The preferred embodiments may be modified in various ways while retaining one or more of the features of interleaved luminance and chrominance block storage.

For example, fields could be used instead of frames, the block sizes could be varied, the color decomposition could have different resolutions (e.g., 4:2:2) so the chrominance block sizes would change, and so forth.

Further, FIG. 7a illustrates an alternative interleaving pairs of luminance blocks and pairs of chrominance blocks. Also, rather than repeat the chrominance rows, the U and V rows could be interleaved as in FIG. 7b. In this case one row would have 16 luminance pixels (a row from each of two 8×8 blocks) plus 8 U pixels (a row from the 8×8 U block), and the next row would have 16 luminance pixels (the next row from the two 8×8 blocks) plus 8 V pixels (a row from the 8×8 V block). Thus the chrominance pixels would be aligned with their corresponding luminance pixels.

Claims

1. A method of storage of image data, comprising:

(a) providing image data in the form of luminance blocks and chrominance blocks;

(b) storing in successive memory locations a row of data from a first of said luminance blocks, a row of data from one of said chrominance blocks, and a row of data from a second of said luminance blocks, wherein said second luminance block is adjacent said first luminance block in an image, and wherein said chrominance block is associated with said first and second luminance blocks in said image.

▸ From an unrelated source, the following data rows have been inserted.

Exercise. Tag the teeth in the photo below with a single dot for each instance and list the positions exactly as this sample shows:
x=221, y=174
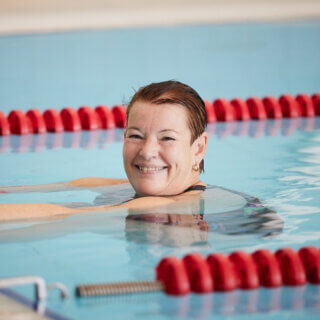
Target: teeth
x=145, y=169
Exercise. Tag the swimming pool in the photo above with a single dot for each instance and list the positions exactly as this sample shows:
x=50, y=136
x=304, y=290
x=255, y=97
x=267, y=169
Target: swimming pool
x=277, y=161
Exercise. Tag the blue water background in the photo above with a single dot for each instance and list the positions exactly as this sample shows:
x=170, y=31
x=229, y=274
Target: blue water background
x=283, y=169
x=106, y=67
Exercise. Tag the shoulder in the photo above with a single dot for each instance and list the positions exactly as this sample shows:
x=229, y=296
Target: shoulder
x=95, y=182
x=147, y=202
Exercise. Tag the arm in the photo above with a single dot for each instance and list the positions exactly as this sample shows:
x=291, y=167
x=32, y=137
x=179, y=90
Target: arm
x=20, y=211
x=62, y=186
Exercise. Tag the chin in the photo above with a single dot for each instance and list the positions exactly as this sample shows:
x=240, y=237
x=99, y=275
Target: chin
x=148, y=190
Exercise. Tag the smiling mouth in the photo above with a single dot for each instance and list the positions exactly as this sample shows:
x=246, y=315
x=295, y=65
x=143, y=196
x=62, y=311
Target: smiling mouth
x=149, y=169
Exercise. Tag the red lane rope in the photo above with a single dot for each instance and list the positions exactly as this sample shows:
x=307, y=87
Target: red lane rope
x=219, y=272
x=102, y=117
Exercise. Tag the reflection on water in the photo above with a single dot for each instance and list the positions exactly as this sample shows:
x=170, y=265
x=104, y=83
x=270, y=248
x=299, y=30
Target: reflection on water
x=202, y=306
x=177, y=230
x=101, y=138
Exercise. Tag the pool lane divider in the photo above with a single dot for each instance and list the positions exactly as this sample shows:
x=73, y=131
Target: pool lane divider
x=102, y=117
x=220, y=272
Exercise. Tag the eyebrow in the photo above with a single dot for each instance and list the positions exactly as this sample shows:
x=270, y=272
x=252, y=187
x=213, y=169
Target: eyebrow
x=162, y=131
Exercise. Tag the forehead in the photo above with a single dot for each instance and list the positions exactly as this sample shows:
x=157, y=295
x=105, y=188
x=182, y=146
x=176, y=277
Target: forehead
x=147, y=113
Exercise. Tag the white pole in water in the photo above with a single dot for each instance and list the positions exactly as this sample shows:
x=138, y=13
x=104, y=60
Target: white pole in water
x=40, y=285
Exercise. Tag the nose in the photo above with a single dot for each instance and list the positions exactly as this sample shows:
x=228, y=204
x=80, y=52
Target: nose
x=149, y=149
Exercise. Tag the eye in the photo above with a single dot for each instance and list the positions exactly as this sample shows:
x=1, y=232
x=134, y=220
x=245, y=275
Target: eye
x=134, y=136
x=168, y=139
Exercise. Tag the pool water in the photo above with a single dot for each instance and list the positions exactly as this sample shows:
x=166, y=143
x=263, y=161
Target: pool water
x=276, y=161
x=281, y=169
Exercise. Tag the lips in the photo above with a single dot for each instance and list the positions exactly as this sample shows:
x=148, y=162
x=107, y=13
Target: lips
x=150, y=169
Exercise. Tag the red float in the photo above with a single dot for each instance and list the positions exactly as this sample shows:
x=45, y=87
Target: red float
x=211, y=115
x=4, y=125
x=272, y=107
x=241, y=109
x=70, y=119
x=106, y=117
x=256, y=108
x=222, y=272
x=224, y=110
x=172, y=273
x=245, y=269
x=310, y=257
x=268, y=268
x=199, y=273
x=88, y=118
x=19, y=123
x=120, y=116
x=53, y=121
x=289, y=106
x=291, y=266
x=316, y=103
x=37, y=121
x=306, y=107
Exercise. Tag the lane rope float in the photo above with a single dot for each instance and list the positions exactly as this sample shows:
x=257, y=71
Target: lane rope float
x=220, y=272
x=102, y=117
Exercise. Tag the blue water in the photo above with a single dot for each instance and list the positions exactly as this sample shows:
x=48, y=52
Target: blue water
x=94, y=67
x=282, y=170
x=277, y=161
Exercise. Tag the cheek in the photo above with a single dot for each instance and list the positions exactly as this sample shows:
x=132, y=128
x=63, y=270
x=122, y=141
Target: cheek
x=127, y=152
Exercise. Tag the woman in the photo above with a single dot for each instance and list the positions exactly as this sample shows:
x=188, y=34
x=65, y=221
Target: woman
x=164, y=146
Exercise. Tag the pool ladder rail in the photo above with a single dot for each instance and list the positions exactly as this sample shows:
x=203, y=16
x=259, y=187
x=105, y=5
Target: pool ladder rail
x=220, y=272
x=41, y=288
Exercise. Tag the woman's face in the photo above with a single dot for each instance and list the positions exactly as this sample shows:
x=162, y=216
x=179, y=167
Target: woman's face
x=157, y=154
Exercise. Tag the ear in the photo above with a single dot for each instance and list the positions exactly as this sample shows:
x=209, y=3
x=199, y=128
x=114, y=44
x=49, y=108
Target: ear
x=200, y=147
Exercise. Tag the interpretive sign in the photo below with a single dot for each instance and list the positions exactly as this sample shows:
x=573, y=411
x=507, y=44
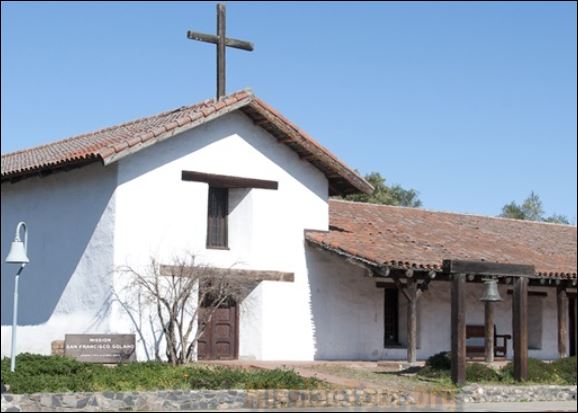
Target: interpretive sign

2. The method of claim 1, wherein:

(a) said luminance blocks and said chrominance blocks are each 8×8.

3. A video encoder, comprising:

(a) block-based motion compensation encoding circuitry;

(b) said circuitry coupled to a frame buffer;

(c) wherein said circuitry is operable to store luminance blocks and chrominance blocks in said frame buffer in interleaved locations.

4. The encoder of claim 3, wherein:

(a) said circuitry includes a deblocking filter for said luminance blocks and chrominance blocks.

5. A video decoder, comprising:

(a) block-based motion compensation decoding circuitry;

(b) said circuitry coupled to a frame buffer;

(c) wherein said circuitry is operable to read luminance blocks and chrominance blocks stored in said frame buffer in interleaved locations.